Prostitution was rampant in Dickens’s London. According to Bracebridge Hemyng, who wrote the prostitution section of Henry Mayhew’s four-volume, mid-19th century classic, London Labour and the London Poor,* prostitutes were arranged in a hierarchy. At the top were kept women, mistresses of wealthy men, who had their own homes and lived like respectable members of society.

One rung down were prima donnas, fashionable women of beauty and charm, who depended on more than one well-to-do “protector.” These women often resorted to night-houses to replenish their supply.

In these night-houses, what we’d call after-hours clubs, fashionable men and women could drink, gamble, relax, and meet one another. Kate’s, the classiest night-house in London, was the prima donnas’ favorite, since, as Hemyng says, “Kate is careful as to who she admits into her rooms–men who are able to spend, and come with the avowed intention of spending, five or six pounds, or perhaps more if necessary.” About the amount a young maidservant could earn in a year.

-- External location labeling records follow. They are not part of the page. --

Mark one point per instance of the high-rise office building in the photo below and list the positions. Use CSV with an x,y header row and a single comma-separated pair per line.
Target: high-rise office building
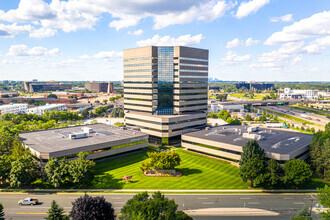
x,y
165,91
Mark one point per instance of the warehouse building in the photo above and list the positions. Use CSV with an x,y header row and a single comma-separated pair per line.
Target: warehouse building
x,y
227,142
99,140
40,110
13,108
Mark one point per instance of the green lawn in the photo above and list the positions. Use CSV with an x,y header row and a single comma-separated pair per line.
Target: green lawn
x,y
200,172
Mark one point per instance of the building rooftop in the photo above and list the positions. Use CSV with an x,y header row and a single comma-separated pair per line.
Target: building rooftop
x,y
272,140
54,140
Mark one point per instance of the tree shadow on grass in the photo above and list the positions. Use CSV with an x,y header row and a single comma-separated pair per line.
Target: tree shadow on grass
x,y
107,181
188,171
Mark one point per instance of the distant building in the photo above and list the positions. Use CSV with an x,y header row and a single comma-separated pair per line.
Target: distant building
x,y
230,107
8,94
255,86
165,91
99,140
106,87
299,94
227,141
13,108
40,110
36,86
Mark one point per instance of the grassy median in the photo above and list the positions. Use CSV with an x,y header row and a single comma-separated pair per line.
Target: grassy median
x,y
199,172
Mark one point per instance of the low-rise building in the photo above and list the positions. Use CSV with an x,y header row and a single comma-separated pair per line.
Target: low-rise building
x,y
40,110
230,107
227,141
13,108
299,94
99,140
8,94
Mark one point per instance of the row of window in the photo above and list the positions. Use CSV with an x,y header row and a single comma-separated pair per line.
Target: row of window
x,y
140,64
139,58
142,70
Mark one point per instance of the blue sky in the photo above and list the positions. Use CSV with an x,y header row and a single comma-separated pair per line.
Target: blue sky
x,y
262,40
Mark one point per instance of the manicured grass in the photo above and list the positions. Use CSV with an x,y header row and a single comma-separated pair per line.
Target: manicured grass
x,y
200,172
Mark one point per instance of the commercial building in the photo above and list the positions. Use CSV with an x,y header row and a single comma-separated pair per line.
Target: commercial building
x,y
106,87
165,91
8,94
99,140
227,141
40,110
13,108
36,86
255,86
299,94
226,106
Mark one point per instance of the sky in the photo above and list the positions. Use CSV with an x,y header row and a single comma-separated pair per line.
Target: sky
x,y
78,40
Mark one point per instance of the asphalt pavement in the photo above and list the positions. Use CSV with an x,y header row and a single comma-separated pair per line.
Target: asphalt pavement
x,y
199,206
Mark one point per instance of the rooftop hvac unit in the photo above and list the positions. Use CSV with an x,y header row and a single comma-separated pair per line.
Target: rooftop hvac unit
x,y
252,129
78,136
87,130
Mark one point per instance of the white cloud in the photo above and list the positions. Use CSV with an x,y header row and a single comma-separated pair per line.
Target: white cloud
x,y
23,50
184,40
137,32
316,25
232,58
247,8
234,43
318,45
125,22
208,11
284,18
289,53
13,29
10,62
73,15
106,55
42,32
237,43
250,42
315,69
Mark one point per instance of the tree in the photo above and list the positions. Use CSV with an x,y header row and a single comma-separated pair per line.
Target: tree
x,y
297,172
142,207
304,214
81,170
320,151
252,164
24,171
92,208
2,213
52,96
56,212
251,150
56,171
324,198
162,160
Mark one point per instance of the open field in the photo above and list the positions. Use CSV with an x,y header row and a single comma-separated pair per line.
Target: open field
x,y
200,172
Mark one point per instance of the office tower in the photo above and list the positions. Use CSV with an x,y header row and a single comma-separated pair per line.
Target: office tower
x,y
165,91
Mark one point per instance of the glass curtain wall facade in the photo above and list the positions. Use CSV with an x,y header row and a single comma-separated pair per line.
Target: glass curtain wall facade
x,y
165,81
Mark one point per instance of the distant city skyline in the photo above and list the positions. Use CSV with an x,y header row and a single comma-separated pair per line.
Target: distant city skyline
x,y
261,40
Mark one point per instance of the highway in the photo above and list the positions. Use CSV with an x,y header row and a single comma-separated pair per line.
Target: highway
x,y
199,206
317,119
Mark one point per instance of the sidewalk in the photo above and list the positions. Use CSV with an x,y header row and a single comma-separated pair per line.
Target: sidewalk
x,y
169,190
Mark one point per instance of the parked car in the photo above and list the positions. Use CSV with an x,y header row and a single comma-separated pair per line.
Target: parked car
x,y
28,201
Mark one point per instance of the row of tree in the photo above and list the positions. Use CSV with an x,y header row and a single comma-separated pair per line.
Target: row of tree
x,y
254,167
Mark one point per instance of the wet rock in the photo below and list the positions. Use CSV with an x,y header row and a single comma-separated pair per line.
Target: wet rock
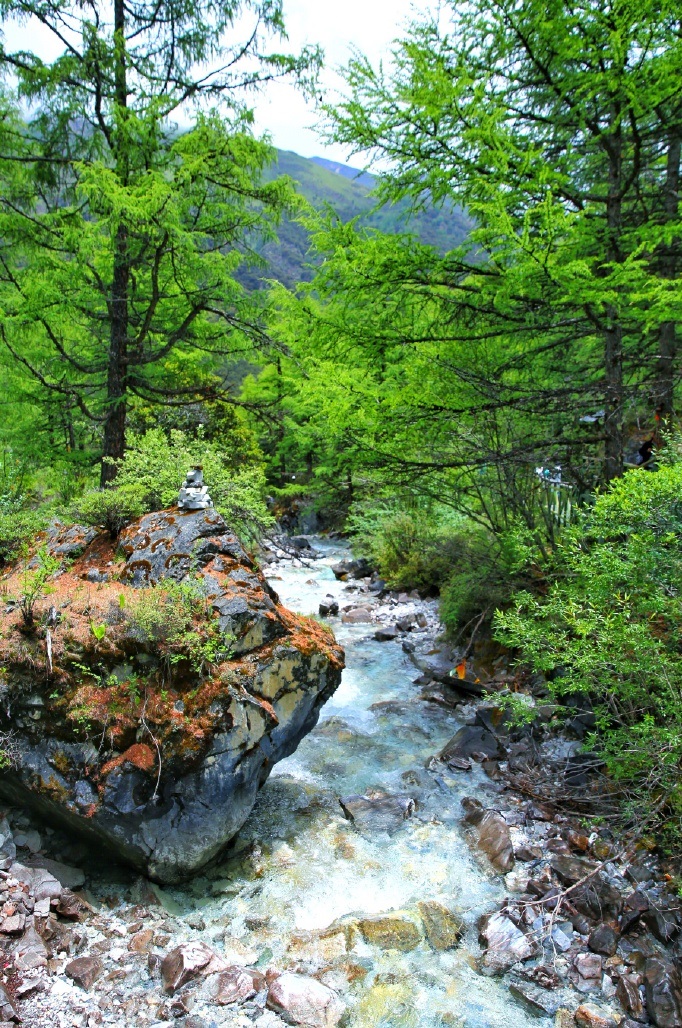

Below the level of the kept women and the prima donnas were women who resided, one or two together, in their own apartments.Their landlords knew what they were but didn’t object, just jacked up the rent. Most such lodging houses were near the Haymarket, a section of London not far from Picadilly. These women trolled for business in nearby cafes and clubs, or , as here, on the streets.

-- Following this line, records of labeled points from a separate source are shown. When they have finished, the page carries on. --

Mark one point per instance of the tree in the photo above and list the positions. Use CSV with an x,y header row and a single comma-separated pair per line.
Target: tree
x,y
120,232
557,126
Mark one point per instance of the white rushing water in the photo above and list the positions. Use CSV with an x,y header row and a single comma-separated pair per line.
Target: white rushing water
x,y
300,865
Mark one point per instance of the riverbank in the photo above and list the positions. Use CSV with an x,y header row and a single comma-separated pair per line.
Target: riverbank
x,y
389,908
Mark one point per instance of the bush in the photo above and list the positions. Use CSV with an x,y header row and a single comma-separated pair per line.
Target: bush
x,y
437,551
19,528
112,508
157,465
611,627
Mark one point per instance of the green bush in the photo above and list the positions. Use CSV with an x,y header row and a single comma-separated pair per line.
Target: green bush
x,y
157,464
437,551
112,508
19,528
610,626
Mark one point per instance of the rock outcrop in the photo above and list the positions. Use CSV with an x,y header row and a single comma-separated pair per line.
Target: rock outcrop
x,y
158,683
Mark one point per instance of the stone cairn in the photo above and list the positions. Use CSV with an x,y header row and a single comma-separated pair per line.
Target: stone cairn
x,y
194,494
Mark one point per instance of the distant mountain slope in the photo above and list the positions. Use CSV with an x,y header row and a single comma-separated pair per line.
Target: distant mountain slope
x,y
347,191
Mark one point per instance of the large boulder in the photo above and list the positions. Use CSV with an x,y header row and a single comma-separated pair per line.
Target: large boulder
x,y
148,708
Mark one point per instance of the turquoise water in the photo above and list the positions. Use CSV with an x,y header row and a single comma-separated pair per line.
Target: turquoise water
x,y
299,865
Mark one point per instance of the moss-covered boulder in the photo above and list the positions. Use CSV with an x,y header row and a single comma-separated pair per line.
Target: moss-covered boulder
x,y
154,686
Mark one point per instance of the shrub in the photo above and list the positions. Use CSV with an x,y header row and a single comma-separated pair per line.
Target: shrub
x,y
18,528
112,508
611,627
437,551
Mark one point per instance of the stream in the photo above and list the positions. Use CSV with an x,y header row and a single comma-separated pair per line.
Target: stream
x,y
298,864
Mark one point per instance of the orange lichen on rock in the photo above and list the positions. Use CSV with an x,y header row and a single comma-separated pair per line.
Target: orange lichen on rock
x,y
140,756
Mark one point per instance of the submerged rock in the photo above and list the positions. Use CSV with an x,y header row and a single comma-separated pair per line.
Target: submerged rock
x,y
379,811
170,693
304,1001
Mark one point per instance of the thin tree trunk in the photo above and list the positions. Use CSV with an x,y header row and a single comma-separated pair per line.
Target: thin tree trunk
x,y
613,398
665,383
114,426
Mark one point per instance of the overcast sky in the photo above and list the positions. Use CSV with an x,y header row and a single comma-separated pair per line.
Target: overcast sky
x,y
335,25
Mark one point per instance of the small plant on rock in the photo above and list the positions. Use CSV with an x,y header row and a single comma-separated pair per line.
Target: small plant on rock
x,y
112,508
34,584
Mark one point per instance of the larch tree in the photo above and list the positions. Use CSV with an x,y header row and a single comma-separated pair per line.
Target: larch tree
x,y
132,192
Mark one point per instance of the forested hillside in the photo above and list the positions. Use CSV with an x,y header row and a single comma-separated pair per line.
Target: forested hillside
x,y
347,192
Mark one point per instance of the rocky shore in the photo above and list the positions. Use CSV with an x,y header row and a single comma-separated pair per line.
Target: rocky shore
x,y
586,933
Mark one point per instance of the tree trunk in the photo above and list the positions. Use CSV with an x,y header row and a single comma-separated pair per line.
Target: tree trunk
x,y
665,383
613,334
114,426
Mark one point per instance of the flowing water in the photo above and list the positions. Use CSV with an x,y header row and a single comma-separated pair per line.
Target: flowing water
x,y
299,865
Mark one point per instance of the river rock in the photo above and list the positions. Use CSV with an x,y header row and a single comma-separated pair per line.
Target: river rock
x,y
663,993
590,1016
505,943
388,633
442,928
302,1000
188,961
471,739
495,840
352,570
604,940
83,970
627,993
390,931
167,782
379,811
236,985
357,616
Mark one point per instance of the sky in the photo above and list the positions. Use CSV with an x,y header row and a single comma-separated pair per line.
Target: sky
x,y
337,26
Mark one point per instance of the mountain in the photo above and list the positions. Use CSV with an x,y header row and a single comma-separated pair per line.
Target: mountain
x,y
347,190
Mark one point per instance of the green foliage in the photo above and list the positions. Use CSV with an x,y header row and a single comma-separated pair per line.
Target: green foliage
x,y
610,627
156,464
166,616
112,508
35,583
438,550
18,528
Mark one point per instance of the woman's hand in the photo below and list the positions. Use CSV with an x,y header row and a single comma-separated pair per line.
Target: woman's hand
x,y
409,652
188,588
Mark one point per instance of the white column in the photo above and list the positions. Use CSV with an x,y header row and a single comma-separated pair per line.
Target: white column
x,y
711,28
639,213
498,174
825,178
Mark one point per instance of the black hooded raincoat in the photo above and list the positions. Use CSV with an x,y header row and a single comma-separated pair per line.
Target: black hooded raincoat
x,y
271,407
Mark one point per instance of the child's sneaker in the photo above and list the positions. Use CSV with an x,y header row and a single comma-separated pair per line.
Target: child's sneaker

On the lowest level were women who lived in brothels and turned over all or most of their earnings to brothel keepers in exchange for board, lodging, and clothes. Like the woman Martha rescues Little Em’ly from in David Copperfield, these brothel keepers, usually women, had a reputation for luring innocent young women just up from the country into their brothels under false pretences.

Although some brothels existed in the fashionable West End, most were located in the poorer districts of the East End or south of the Thames, in neighborhoods such as Lambeth, as shown here. Notice that these young ladies are exposing their ankles, something no respectable woman would do.